Fictive motion is the metaphorical motion of an object or abstraction through space. Fictive motion has become a subject of study in psycholinguistics and cognitive linguistics. In fictive motion sentences, a motion verb applies to a subject that is not literally capable of movement in the physical world, as in the sentence, "The fence runs along the perimeter of the house." Fictive motion is so called because it is attributed to material states, objects, or abstract concepts, that cannot (sensibly) be said to move themselves through physical space. Fictive motion sentences are pervasive in English and other languages.

== History ==
Cognitive linguist Leonard Talmy discussed many of the spatial and linguistic properties of fictive motion in a book chapter called "Fictive motion in language and 'ception (Talmy 1996). He provided further insights in his seminal book, Toward a Cognitive Semantics Vol. 1, in 2000. Talmy began analyzing the semantics of fictive motion in the late 1970s and early 1980s but used the term "virtual motion" at that time (e.g. Talmy 1983).

Fictive motion has since been investigated by cognitive scientists interested in whether and how it evokes dynamic imagery. Methods of investigation have included reading tasks, eye-tracking tasks and drawing tasks.

== Influence on perception of time ==
A recent avenue of research has focused on fictive motion's influence on perceptions of time. People often speak about time in terms of motion. English speakers may describe themselves as moving through time toward or past events with statements such as "we're entering the holidays" or "we slipped past the due date." They may also talk about events as moving toward or past themselves with statements such as "tough times are approaching us" or "summer vacation has passed". Broadly speaking, metaphorical talk about time borrows from two different perspectives for conceptualizing motion. In the ego-moving metaphor, one progresses along a timeline toward the future, while in the time-moving metaphor, a timeline is conceived as a conveyor belt upon which events move from the future to the past like packages. (e.g. Lakoff 1987).

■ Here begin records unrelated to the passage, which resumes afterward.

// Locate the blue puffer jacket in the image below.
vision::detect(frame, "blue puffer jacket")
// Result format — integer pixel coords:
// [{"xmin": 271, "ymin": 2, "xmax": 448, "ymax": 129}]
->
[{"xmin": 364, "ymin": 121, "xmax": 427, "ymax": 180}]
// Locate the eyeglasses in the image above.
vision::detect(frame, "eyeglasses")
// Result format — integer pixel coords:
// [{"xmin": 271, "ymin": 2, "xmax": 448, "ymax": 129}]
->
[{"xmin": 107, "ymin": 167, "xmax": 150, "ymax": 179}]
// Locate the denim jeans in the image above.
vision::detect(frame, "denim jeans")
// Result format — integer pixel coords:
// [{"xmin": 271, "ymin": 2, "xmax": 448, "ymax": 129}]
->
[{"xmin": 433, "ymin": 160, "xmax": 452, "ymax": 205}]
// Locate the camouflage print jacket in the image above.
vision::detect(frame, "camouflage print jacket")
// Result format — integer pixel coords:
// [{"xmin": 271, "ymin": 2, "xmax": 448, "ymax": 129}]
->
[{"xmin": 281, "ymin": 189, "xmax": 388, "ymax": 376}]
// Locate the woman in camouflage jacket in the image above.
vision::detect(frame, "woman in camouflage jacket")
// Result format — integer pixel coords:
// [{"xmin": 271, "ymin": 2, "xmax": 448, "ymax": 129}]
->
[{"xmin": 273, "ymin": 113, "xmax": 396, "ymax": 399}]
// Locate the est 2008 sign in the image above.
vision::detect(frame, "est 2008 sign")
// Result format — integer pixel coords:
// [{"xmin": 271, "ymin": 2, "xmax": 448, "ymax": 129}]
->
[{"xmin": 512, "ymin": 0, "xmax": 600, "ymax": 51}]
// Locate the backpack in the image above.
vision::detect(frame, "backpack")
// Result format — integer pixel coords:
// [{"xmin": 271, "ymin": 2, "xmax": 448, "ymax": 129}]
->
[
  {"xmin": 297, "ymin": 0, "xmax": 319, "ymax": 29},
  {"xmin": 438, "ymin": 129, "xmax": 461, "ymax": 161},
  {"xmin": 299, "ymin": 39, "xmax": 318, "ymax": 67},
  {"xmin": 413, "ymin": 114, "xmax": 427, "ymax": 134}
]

It appears that not only does thinking about actual motion influence people's judgments about time, but thinking about fictive motion has the same effect, suggesting that thinking about one abstract domain may influence people's understanding of another. This raises the question of whether the influence of fictive motion on people's understanding of time is rooted in a concrete, embodied conception of motion, such that both time and fictive motion are ultimately understood in terms of simulations of concrete experience, or whether the effects of fictive motion are a product of the way that language influences thought.